Correspondance de Voltaire/1735/Lettre 515

La bibliothèque libre.
Correspondance de Voltaire/1735
Correspondance : année 1735GarnierŒuvres complètes de Voltaire, tome 33 (p. 540-541).
◄  Lettre 514
Lettre 516  ►

515. — Á M. L’ABBÉ D’OLIVET.
À Cirey, par Vassy en Champagne, ce 4 octobre.

Quel procédé est-ce là ? Pourquoi donc ne m’écrivez-vous point ? Avez-vous, s’il vous plaît, un plus ancien ami que moi ? Avez-vous un approbateur plus zélé de vos ouvrages ? Je vous avertis que ma colère contre vous est aussi grande que mon estime et que mon amitié, et qu’ainsi je dois être terriblement fâché. En un mot, je souhaite passionnément que vous m’écriviez, que vous me parliez de vous, de belles-lettres, d’ouvrages nouveaux. Je veux réparer le temps perdu ; je veux m’entretenir avec vous. Premièrement, je vous demande en grâce de me mander où je pourrais trouver le livre[1] pour lequel le pauvre Vanini fut brûlé. Ce n’est point son Amphitheatrum[2] ; je viens de lire cet ennuyeux Amphitheatrum : c’est l’ouvrage d’un pauvre théologien orthodoxe. Il n’y a pas d’apparence que ce barbouilleur thomiste soit devenu tout d’un coup athée. Je soupçonne qu’il n’y a nul athéisme dans son fait, et qu’il pourrait bien avoir été cuit, comme Gaufridi[3] et tant d’autres, par l’ignorance des juges de ce temps-là. C’est un petit point de l’histoire que je veux éclaircir, et qui en vaut la peine, à mon sens.

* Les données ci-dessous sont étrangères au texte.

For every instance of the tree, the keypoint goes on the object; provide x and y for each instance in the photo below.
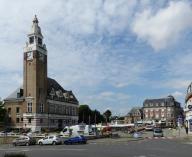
(107, 114)
(88, 116)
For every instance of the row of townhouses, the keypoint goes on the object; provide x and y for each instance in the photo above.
(164, 110)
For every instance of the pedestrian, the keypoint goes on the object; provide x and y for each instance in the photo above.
(186, 129)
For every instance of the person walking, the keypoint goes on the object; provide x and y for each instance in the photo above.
(186, 129)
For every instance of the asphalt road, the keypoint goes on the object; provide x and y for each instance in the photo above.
(143, 148)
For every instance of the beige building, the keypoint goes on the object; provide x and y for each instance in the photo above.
(40, 102)
(135, 115)
(163, 110)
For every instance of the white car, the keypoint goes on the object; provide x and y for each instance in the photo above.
(50, 140)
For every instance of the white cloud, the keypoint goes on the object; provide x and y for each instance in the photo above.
(176, 83)
(163, 28)
(177, 94)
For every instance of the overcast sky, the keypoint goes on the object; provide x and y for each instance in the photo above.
(112, 54)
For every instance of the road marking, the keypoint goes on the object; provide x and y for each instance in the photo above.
(36, 149)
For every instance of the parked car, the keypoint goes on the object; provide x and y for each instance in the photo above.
(158, 132)
(137, 135)
(24, 141)
(76, 140)
(50, 140)
(149, 127)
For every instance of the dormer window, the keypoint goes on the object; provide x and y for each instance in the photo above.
(31, 40)
(39, 41)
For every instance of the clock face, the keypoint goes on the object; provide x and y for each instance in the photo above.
(30, 55)
(41, 56)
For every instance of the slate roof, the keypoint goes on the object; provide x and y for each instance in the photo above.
(167, 100)
(134, 110)
(54, 91)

Il y a dans Paris un homme beaucoup plus brûlable : c’est l’abbé Desfontaines. Ce malheureux, qui veut violer tous les petits garçons et outrager tous les gens raisonnables, vient de payer d’un procédé bien noir les obligations qu’il m’a. Vous me demanderez peut-être quelles obligations il peut m’avoir. Rien que celle d’avoir été tiré de Bicêtre, et d’avoir échappé à la Grève. On voulait, à toute force, en faire un exemple. J’avais alors bien des amis que je n’ai jamais employés pour moi ; enfin je lui sauvai l’honneur et la vie, et je n’ai jamais affaibli par le plus léger procédé les services que je lui ai rendus. Il me doit tout ; et, pour unique reconnaissance, il ne cesse de me déchirer.

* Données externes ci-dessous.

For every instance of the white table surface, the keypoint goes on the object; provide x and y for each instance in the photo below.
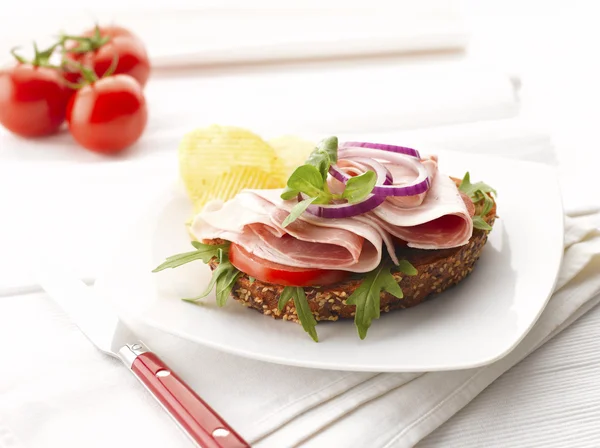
(553, 397)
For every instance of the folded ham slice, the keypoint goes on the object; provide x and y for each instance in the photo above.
(253, 220)
(441, 221)
(437, 219)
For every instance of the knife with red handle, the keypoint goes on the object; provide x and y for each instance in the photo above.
(193, 415)
(101, 325)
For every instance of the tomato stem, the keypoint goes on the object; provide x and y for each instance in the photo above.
(85, 44)
(40, 58)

Savez-vous qu’on a imprimé une tragédie de César, composée de beaucoup de mes vers estropiés, et de quelques-uns d’un régent de rhétorique, le tout donné sous mon nom ? J’écrivis à l’abbé Desfontaines avec confiance, avec amitié, à ce sujet ; je le prie d’avertir, en deux mots, que l’ouvrage, tel qu’il est, n’est point de moi. Que fait mon abbé des Chauffours[4] ? Il broche, dans ses Malsemaines[5], une satire honnêtement impertinente, dans laquelle il dit que Brutus était un quaker, ignorant que les quakers sont les plus bénins des hommes, et qu’il ne leur est pas seulement permis de porter l’épée. Il ajoute qu’il est contre les bonnes mœurs de représenter l’assassinat de César ; et, après tout cela, il imprime ma lettre. Quels procédés il y a à essuyer de la part de nos prétendus beaux esprits ! Que de bassesses ! que de misères ! Ils déshonorent un métier divin. Consolez-moi par votre amitié et par votre commerce. Vous avez le solide des anciens philosophes et les grâces des modernes ; jugez de quel prix vos attentions seront pour moi. S’il y a quelque livre nouveau, qui vaille la peine d’être lu, je vous prie de m’en dire deux mots. Si vous faites quelque chose, je vous prie de m’en parler beaucoup.

  1. De admirandis naturæ reginæ deæque mortalium Arcanis Libri quatuor.1616, in-8o.
  2. Amphitheatrum æternæ providentiæ divino-magicum, etc., 1615, in-8o.
  3. Voyez tome XX, page 455, et tome XXX, le chapitre ix du Prix de la justice et de l’humanité.
  4. Des Chauffours, gentilhomme lorrain, brûlé en place de Grève comme pédéraste. (Cl.)
  5. Nom que Voltaire donnait aux Observations que Desfontaines publiait, sous forme de Lettres, toutes les semaines. Même qualification fut donnée par lui aux feuilles de Fréron, qu’il désigne sous le nom de l’Homme aux semaines, dans la Pucelle, ch. XVIII, v. 167. Voyez aussi la lettre 215.